Recent data shows that bullish investors in Bitcoin may have been excessively optimistic about the price. The open interest for the options expiry on August 25th is currently at $1.9 billion. However, it is expected that the final amount will be lower due to some traders anticipating higher price levels, such as $29,000. The unexpected 12% correction in Bitcoin’s price from August 14th to August 19th caught many bullish investors off guard.
The imbalance between call (buy) and put (sell) options reflects this optimism. The current put-to-call ratio stands at 0.56, indicating a higher interest in put options. This means that there is $1.2 billion in call open interest compared to $685 million in put options. However, if Bitcoin’s price remains near $26,500 on August 25th, only $35 million worth of call options will be available. This is because the right to buy Bitcoin at higher levels becomes worthless if the price remains below those levels on expiry.

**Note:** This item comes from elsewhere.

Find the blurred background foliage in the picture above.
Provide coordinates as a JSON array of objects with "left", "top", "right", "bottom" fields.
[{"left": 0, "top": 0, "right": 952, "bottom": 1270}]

Based on the current price action, there are four likely scenarios for the options expiry. In the $25,000 to $26,000 range, there are 100 calls versus 15,100 puts, favoring the put instruments by $380 million. In the $26,000 to $27,000 range, there are 1,400 calls versus 11,000 puts, favoring the put instruments by $250 million. In the $27,000 to $28,000 range, there are 4,000 calls versus 8,400 puts, favoring the put instruments by $110 million. And finally, in the $28,000 to $29,000 range, there are 6,000 calls versus 5,300 puts, resulting in a balanced outcome.
To level the playing field before the expiry, bulls would need to achieve a 6% price increase from $26,400. However, bears only require a 2% correction below $26,000 to secure a $380 million advantage. Given Bitcoin’s recent drops below the $26,000 support level, it would not be surprising if this level is tested again before the options expiry.
Considering the current regulatory landscape and the significant options expiry, there is minimal incentive for Bitcoin bulls to reverse the bearish momentum in the near term. The market will closely watch how Bitcoin performs in the coming days to see if it can hold the support level and avoid further downside.
Disclaimer: This article is for general information purposes only and should not be considered legal or investment advice. The views expressed here are the author’s alone and do not necessarily reflect the views of Cointelegraph.